Das Rätsel um die „Rote Fini“: Wie ist Österreichs Salonkommunistin Rudolfine Steindling der dreiste Millionenbetrug mit DDR-Vermögen gelungen? ARTE rollt ihre Geschichte neu auf.

Wo sind die DDR-Millionen: DDR-Flagge
Illustration: Racide/iStock

Als die langjährige „Handlungsbevollmächtigte“ der Kommunistischen Partei Österreichs (KPÖ) am 27. Oktober 2012 im Alter von 78 Jahren in Tel Aviv verstarb, hatte ihre einst so schattige Geschäftswelt längst aufgehört, zu existieren. Das Geheimnis, das die österreichische Geschäftsfrau ­Rudolfine ­Steindling umgab, war damit nicht kleiner geworden – im Gegenteil. Wie hatte sie es zum Beispiel geschafft, in den Wirren der Deutschen Wiedervereinigung umgerechnet rund 130 Millionen Euro verschwinden zu lassen? Auf diese Frage gibt es auch ein Jahrzehnt nach ihrem Tod keine allumfassende Antwort, wie die ARTE-Dokumentation „Die Rote Fini“ im Juni zeigt.  

Rudolfine Steindling – auf dem glatten Wiener ­Finanz- und Politparkett der 1980er und 1990er Jahre hatte dieser Name einen besonderen Klang. „Fini“, wahlweise auch „Rote Fini“, wie sie von ihrer Entourage liebevoll gerufen wurde, hatte damals Zugang zu höchsten politischen Kreisen: Zu ihren Freunden zählte der sozialdemokratische Bundeskanzler Franz ­Vranitzky (1986 bis 1997) und der vormalige SPÖ-Finanzminister ­Hannes ­Androsch (1970 bis 1981) ebenso wie der FPÖ-Vizekanzler ­Norbert ­Steger (1983 bis 1987) und der Zweite Nationalratspräsident der ÖVP, Heinrich Neisser (1994 bis 1999).
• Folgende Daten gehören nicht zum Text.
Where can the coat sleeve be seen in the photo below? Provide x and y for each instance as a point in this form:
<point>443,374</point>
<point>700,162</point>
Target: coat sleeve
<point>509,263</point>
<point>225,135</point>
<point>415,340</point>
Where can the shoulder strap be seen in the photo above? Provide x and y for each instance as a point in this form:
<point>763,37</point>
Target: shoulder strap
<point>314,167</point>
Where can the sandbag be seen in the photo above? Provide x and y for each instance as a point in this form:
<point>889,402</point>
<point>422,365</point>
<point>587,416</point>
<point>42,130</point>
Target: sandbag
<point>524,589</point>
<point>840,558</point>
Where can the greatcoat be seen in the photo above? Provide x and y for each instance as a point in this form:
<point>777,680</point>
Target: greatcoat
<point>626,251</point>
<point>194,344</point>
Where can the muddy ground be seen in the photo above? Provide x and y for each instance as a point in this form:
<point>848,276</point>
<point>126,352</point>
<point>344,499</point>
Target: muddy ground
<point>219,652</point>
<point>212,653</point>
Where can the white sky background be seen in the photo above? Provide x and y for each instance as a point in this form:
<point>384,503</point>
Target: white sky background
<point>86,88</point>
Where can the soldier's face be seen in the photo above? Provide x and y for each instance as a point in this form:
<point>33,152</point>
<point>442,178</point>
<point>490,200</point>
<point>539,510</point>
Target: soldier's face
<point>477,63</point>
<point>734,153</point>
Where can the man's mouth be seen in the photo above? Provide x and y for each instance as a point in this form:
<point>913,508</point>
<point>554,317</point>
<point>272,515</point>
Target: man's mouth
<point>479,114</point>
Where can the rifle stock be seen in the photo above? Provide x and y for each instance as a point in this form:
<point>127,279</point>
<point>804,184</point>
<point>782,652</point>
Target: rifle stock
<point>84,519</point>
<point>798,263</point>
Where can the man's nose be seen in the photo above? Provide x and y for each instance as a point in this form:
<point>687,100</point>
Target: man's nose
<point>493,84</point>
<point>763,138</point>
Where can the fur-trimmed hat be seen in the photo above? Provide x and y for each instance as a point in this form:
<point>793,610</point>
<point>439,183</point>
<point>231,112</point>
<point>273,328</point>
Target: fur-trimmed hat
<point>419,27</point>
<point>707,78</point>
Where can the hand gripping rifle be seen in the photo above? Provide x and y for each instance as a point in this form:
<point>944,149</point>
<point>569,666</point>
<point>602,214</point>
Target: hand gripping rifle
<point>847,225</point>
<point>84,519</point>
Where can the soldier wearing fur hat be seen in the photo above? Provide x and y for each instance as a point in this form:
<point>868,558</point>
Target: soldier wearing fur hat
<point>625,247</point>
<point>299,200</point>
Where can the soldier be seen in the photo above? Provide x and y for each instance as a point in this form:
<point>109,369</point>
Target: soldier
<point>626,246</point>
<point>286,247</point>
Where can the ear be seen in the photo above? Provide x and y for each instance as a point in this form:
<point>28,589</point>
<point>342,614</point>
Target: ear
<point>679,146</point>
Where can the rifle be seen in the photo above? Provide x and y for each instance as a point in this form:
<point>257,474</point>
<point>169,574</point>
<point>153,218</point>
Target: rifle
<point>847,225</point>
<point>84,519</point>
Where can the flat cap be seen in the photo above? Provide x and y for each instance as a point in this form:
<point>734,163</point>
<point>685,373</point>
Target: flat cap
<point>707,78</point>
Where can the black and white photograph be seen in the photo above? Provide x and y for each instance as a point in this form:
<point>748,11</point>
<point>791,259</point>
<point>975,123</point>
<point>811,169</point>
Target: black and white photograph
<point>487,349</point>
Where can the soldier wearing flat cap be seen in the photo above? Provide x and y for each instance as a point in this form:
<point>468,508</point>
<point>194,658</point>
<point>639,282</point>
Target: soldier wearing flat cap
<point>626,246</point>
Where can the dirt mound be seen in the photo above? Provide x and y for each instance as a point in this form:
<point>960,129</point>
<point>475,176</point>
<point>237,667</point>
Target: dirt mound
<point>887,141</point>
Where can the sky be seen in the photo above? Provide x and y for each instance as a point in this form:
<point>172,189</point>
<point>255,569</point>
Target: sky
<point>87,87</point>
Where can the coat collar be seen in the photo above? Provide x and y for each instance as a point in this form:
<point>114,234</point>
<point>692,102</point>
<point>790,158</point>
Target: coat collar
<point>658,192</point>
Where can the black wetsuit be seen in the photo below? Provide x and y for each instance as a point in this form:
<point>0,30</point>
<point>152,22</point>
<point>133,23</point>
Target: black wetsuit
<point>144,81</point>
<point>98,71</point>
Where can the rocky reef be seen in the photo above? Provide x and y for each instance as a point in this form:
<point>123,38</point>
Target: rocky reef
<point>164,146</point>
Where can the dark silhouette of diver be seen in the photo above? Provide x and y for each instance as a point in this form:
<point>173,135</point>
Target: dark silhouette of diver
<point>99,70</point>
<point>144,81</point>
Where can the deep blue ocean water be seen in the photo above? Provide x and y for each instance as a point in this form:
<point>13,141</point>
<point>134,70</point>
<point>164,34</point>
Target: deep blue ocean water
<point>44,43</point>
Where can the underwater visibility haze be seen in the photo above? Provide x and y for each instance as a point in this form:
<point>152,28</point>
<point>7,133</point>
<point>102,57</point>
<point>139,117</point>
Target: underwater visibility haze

Außerdem unterhielt sie enge Kontakte zur Wirtschaftselite des Landes, darunter Bankdirektoren, Stahlbarone, Industriekapitäne. Eine Kommunistin unter Klassenfeinden? Im Österreich der 1980er und 1990er Jahre war das kein Widerspruch – wie es auch kein Widerspruch war, dass ­Steindling die Interessen der KPÖ vertrat, dazu aber stets Chanel-­Mode, edle Handtaschen und den Ehren-Berufstitel „Kommerzialrätin“ trug. Erst recht war es kein Widerspruch, dass Österreichs Kommunisten innenpolitisch zwar im Nirgendwo standen, wirtschaftlich aber eine Macht waren. Das K in KPÖ stand damals nachweislich auch für Kapitalismus, denn die KPÖ war mehr ein Konzern als eine politische Bewegung.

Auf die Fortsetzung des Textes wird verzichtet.